Katarzyna jest pracownikiem sali zabaw w jednej z podwarszawskich miejscowości. 25-latka uwielbia dzieci i zawsze dużo radości sprawiała jej rozmowa i zabawa z maluchami. - Widuję nieodpowiednie zachowania rodziców, faktycznie jest to norma. Ale też szczególnie wzruszające są dla mnie sytuacje, kiedy widzę, że rodzic jest zaangażowany w zabawę z dziećmi. A takich też jest sporo. Jako pracownicy nie mamy nic przeciwko, jeśli rodzice bawią się w kulkach z dziećmi, zjeżdżają na zjeżdżalniach czy ścigają się po torach przeszkód u nas w sali - opowiada animatorka.

Psycholożka uważa, że trzeba uświadomić sobie, że przyjście na świat dzieci, rodzicielstwo to "dożywocie", wraz z ich pojawieniem się nasze życie zmienia się bezpowrotnie.

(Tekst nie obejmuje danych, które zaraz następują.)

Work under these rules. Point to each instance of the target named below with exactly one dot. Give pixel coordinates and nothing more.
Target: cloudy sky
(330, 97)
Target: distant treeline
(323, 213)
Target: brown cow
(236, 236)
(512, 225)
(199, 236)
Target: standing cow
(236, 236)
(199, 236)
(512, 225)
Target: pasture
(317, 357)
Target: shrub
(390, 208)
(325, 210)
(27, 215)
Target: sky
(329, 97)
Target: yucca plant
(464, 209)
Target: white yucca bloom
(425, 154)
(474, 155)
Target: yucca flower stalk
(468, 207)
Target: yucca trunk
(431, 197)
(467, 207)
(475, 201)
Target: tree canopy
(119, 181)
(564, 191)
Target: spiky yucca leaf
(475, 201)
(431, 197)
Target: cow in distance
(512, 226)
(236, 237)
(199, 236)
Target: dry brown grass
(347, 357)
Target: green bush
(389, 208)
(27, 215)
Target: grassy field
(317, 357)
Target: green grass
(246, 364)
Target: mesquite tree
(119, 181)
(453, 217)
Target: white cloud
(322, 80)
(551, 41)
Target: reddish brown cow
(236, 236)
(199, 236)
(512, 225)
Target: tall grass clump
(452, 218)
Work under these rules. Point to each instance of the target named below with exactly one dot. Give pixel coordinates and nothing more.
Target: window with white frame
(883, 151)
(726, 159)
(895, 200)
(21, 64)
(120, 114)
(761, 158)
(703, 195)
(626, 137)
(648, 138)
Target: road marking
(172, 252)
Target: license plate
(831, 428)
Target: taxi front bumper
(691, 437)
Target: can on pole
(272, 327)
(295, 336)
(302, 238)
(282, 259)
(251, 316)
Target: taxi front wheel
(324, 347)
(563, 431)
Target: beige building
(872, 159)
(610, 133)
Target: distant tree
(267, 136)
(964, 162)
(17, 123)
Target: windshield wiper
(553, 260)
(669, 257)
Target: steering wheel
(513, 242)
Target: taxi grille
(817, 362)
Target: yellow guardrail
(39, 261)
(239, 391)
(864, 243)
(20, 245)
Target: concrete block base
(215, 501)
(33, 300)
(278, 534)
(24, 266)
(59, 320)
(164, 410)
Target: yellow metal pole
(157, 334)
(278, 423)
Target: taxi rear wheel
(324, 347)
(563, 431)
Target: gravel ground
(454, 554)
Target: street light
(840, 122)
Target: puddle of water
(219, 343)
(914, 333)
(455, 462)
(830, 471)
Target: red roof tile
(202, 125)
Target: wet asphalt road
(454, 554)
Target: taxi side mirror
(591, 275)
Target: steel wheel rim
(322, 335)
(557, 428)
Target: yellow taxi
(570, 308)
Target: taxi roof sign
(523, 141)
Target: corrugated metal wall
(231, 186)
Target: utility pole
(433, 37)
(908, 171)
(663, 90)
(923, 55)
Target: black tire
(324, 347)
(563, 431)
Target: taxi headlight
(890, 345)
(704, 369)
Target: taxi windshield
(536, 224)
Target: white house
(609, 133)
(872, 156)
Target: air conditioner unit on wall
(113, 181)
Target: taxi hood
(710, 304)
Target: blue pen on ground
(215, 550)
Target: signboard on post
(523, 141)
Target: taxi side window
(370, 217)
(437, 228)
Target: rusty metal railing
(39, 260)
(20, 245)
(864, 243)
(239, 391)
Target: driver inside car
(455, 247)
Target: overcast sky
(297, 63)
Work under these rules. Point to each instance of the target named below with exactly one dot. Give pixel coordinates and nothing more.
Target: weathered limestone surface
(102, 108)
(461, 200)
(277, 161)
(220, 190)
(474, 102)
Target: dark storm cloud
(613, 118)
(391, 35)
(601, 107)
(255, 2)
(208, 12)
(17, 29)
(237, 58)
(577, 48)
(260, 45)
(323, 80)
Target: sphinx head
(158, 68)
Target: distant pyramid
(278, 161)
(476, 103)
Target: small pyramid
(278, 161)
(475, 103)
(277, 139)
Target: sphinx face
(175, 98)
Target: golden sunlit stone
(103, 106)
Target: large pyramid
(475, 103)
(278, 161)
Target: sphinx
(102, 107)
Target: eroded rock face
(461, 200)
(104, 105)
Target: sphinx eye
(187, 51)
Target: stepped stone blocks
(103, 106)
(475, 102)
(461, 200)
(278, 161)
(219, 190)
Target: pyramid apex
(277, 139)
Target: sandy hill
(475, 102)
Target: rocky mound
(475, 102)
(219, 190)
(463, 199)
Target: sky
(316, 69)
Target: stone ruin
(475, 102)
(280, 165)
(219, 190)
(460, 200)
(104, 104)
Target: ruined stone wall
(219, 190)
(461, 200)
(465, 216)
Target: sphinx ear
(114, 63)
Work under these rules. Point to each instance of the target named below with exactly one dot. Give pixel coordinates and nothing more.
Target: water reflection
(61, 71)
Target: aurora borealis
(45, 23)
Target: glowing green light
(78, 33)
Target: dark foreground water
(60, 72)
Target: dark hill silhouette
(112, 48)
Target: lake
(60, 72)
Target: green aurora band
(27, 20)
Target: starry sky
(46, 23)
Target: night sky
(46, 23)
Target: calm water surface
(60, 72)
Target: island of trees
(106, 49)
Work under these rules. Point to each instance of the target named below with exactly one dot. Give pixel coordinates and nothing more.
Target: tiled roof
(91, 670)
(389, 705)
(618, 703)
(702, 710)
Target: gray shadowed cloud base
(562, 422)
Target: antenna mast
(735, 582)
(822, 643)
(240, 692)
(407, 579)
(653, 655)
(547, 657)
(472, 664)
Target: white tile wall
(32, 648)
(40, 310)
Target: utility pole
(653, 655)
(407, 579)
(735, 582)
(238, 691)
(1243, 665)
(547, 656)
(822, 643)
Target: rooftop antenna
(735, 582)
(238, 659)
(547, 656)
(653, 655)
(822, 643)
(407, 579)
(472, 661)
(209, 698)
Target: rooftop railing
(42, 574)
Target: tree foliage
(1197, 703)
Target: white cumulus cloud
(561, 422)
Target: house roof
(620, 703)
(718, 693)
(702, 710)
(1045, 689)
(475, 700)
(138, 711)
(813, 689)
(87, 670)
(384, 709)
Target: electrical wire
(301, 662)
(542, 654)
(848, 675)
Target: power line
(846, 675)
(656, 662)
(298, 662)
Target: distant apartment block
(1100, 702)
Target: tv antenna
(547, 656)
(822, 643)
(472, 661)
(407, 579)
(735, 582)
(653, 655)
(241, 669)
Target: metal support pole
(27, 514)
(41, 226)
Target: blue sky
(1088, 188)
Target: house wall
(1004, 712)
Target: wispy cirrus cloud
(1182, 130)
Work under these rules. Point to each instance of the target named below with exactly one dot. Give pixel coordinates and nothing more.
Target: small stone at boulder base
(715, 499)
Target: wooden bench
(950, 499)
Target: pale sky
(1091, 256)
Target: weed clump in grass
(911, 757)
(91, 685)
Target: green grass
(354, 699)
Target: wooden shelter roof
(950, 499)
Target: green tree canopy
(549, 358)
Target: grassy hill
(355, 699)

- Oczywiście pierwszych 10 czy 15 lat wymaga znacznego zmodyfikowania własnych przyzwyczajeń i planów, żeby zrobić miejsce dla dziecka. Ważne są jasno wyznaczone granice i zasady. Ustalmy, na co chcemy dziecku pozwolić, a gdzie nie popuścimy. Jeśli idziemy z dzieckiem do sali zabaw, umówmy się z pociechą, że pierwsze pół godziny bawi się sama, a przez resztę czasu bawimy się razem. Rodzic też ma prawo do odpoczynku. Granice muszą być postawione dobrze. Uważanie, że dziecko po to ma swój pokój, laptop, zabawki, żeby nie zawracało głowy rodzicom, jest niewłaściwe. I nieuczciwe wobec dziecka - kończy dr Aleksandra Piotrowska.

Aleksandra Sokołowska, dziennikarka Wirtualnej Polski.

Materiały WP
Materiały WP© Materiały własne
Wybrane dla Ciebie
Komentarze (147)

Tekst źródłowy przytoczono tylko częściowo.